I'm having hard time figuring out the sequence generated by each of these generating functions.
$f(x) = {x^4\over (1-x)}$
$f(x) = {1\over (3-x)}$
$f(x) = {1\over (1-x)+3x^7-11}$
$f(x) = {1\over (1+3x)}$
for #1, since $1\over (1-x)$ is $1 + x + x^2 + x^3+ X^4...$ and so on, I have $x^4+x^8+x^12+x^16$ and so on.. but how do I get the sequence(like 0,0,1,1 and so on)?

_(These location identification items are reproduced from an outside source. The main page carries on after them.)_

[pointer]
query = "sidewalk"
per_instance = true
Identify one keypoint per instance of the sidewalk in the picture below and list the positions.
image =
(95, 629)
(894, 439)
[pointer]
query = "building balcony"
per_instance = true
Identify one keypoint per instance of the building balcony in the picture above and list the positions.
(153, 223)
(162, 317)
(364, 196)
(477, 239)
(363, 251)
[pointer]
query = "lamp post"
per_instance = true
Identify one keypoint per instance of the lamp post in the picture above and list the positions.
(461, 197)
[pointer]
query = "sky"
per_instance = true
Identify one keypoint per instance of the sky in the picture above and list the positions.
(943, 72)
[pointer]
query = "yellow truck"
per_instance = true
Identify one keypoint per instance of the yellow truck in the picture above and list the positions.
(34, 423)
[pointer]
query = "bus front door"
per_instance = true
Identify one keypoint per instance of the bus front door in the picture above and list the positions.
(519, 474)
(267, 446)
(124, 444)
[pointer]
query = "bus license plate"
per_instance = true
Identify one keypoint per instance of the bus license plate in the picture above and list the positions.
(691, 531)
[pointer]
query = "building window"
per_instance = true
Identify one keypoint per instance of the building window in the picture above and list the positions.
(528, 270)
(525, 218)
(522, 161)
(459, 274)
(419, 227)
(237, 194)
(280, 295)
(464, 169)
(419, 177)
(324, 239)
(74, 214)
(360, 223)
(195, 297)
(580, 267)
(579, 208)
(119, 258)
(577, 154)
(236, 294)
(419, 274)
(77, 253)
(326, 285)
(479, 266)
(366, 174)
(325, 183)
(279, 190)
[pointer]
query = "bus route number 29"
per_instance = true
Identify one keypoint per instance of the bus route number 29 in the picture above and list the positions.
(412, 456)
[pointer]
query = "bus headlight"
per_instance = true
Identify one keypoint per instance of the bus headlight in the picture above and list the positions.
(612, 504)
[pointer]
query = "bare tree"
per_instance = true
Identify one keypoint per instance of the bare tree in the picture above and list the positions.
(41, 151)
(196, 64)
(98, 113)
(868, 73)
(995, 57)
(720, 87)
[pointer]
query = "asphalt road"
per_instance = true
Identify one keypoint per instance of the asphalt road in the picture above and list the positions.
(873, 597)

Any help would be very much appreciated thankyou
On
For 1, you are correct that $\frac 1{1-x}=1+x+x^2+x^3+\dots $. You should multiply it by $x^4$, so there are terms in $x^5$ and $x^6$, etc. rogerl has dealt with 2. For 3 you just update the affected terms in $\frac 1{1-x}$ For 4, define $y=-3x$, write the generating function in $y$ and substitute back in for $x$
As you observe, #1 is just \begin{equation*} \frac{x^4}{1-x} = \sum_{i=0}^\infty x^{4+i} = \sum_{i=0}^\infty a_ix^i, \end{equation*} where $a_i = 1$ if $i\ge 4$, and $a_i = 0$ otherwise. For #2, rewrite $\frac{1}{3-x}$ as \begin{equation*} \frac{1}{3-x} = \frac{1/3}{1-(x/3)} = \frac{1}{3}\cdot\frac{1}{1-(x/3)}. \end{equation*} Then use the power series expansion of $\frac{1}{1-x}$ with $\frac{x}{3}$ in place of $x$.